その声を聞いたカナが、私を制して前に出る。
「ありゃあ、魔族語だ。アタシに任せな」
ただ叫んでいるようにしか聞こえないけれど、これが魔族語?
魔族語というのは、以前退治したゴブリンキングが使っていた言語。
その時に聞いた魔族語と違って、ただの奇声にしか聞こえない。
「本当に魔族語? ゴブリンのとは、全然違う気がするんだけど……」
「日本語だって、地方によって方言があるでしょう? それですわ」
「なるほど……って、えっ? 方言なの!?」
それって、本当に方言でいいのかな?
「……で、なんて言ってるの?」
「挨拶みたいなもの、ですわ」
挨拶にしては凶々しいけど、カナが微笑んでいる事からこのバフォメットは、私たちに敵意はなさそうだ。
それなら、カナに任せてみよう。
やがて、バフォメットとカナの、会話というにはちょっと理解しがたい会話が始まる。謎の奇声で喚き散らすバフォメット。それに対し、カナは小鳥のさえずりのような可愛い声で返答をしている。
カナのこれも方言だとすると、私に魔族語の習得は無理かも知れない。
ジルは、彼女らの交渉を観るのに飽きて、向こう側の壁でうたたねを始めている。私は何を喋っているのか分からないまま、二人……人と数えていいかは謎だけど、二人の会話を聞いていた。
§ § § §
しばらくの後、話が終わったカナが戻ってきた。
流石に最後のボスが、すんなりと宝物庫への道を譲ってくれるとは思えないけど、多少は平和的な解決策を提案してくれたはずだ。
「……で、カナ。どうだったの?」
「ああ、話はついたぜ」
「今回はどんな風に?」
一息ついたカナが私から少し離れて、そして私に向き直る。
腰から二本の短剣を取り出すと、こう言った。
「最後のボスは、アタシだ! さあ……闘ろうぜ、アリサ!」
カナが一気に間合いを詰め、短剣を私の眼前に突き立てる。
私はそれを寸前で躱して、カナに尋ねる。
「ええっ!? ちょっと……それって、どういう事?」
カナが短剣を、激しく何度も突き込んでくる。
短剣を振るいながら、カナは答えた。
「バフォメットは、ああ見えて『非戦闘型』の魔族なんだ。……だから、アタシが代わりに最終ボスになるって話になったんだよ!」
そんな無茶な。
「何それ? そんな理不尽な理由で私、カナと戦わなくちゃいけないの?」
「アタシも、三年振りにアリサと闘りたくなってな! 渡りに船って奴だろ?」
「ええー……」
確かに三年前までは、毎日のように組手をしていた。
それは、カナが倒すべき敵だからではなく、一緒に修行をする友達だから。迷宮の最終ボスとしてのカナと、いがみ合うような戦いはしたくはなかった。
「ちょっと……ジル、助けてよ……」
カナの連撃を避けながら、ジルの助けを呼ぶ。
ジルは、私たちの方をちらりと見るなり、『友達同士のじゃれあい』にでも見えたのか、大きなあくびをしてまた眠ってしまった。
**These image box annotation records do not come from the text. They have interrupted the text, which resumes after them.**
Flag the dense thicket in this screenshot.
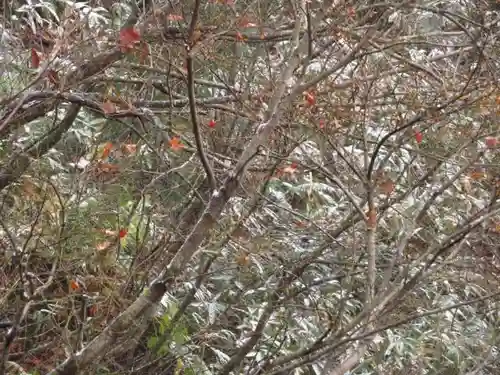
[0,0,500,375]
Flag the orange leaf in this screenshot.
[120,27,141,51]
[69,280,80,290]
[31,48,40,68]
[101,100,116,115]
[169,137,184,151]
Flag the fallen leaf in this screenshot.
[169,137,184,151]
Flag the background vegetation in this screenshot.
[0,0,500,375]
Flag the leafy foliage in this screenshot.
[0,0,500,375]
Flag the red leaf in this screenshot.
[47,69,59,85]
[87,305,97,317]
[306,92,316,105]
[102,142,113,159]
[169,137,184,151]
[139,43,149,64]
[118,228,128,238]
[101,100,116,115]
[415,130,424,143]
[120,27,141,51]
[167,14,184,21]
[485,137,497,148]
[69,280,80,290]
[236,31,246,42]
[31,48,40,68]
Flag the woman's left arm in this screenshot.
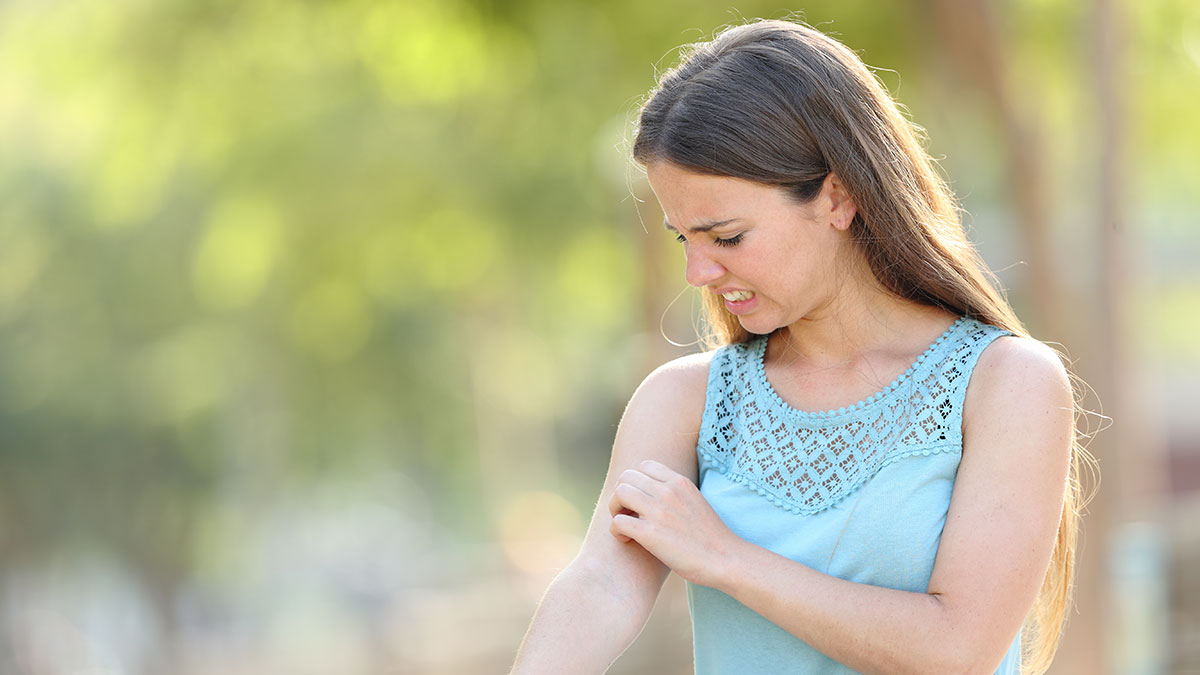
[610,338,1074,673]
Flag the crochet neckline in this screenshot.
[751,316,967,418]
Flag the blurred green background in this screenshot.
[0,0,1200,674]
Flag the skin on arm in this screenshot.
[610,338,1074,673]
[511,353,712,675]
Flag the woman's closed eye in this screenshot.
[676,232,745,246]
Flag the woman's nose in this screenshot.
[684,251,725,287]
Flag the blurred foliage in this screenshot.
[0,0,1200,662]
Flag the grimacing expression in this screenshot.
[647,161,854,334]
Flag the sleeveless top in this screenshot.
[688,317,1021,675]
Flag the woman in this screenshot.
[512,20,1085,674]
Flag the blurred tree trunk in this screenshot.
[917,0,1068,341]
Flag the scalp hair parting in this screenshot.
[632,20,1096,674]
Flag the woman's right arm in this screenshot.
[510,352,712,675]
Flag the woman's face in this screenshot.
[647,161,854,335]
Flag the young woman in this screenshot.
[512,20,1084,675]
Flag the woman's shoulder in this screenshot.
[630,350,719,419]
[964,335,1074,425]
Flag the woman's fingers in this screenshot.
[608,513,646,542]
[608,483,654,515]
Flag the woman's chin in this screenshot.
[738,315,779,335]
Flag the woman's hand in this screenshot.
[608,460,742,586]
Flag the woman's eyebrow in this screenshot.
[662,217,740,234]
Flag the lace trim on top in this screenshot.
[697,317,1007,514]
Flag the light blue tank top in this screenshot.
[688,317,1021,675]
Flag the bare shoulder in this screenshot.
[962,336,1074,466]
[964,335,1074,420]
[577,352,713,578]
[626,352,713,429]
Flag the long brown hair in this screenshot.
[634,20,1094,674]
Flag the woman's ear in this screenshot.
[821,172,858,229]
カナは本気だ。その太刀筋から、本気で勝ちに来ているのが分かる。
――仕方がない。私は魔法剣を右手に創り出す。
「《剣創世・刃引き》っ!」
短剣を避けるのではなく受け、押し返す。
当然、カナは魔族の腕力。短剣ですら、押し合いは拮抗する。
この、ひりつくような感覚……三年前を思い出す。
久しぶりに剣を交えるのは嬉しいけど、この戦いは理不尽だ。
「もう……なんでこうなるのよ?」
一際強く力を込めるとカナも応じ、反動で後ろへ大きく退いた。二人同時に受け身を取ると、ふたたび間合いを詰めて剣同士がかち合う。鍔迫り合いになり、私は語りかける。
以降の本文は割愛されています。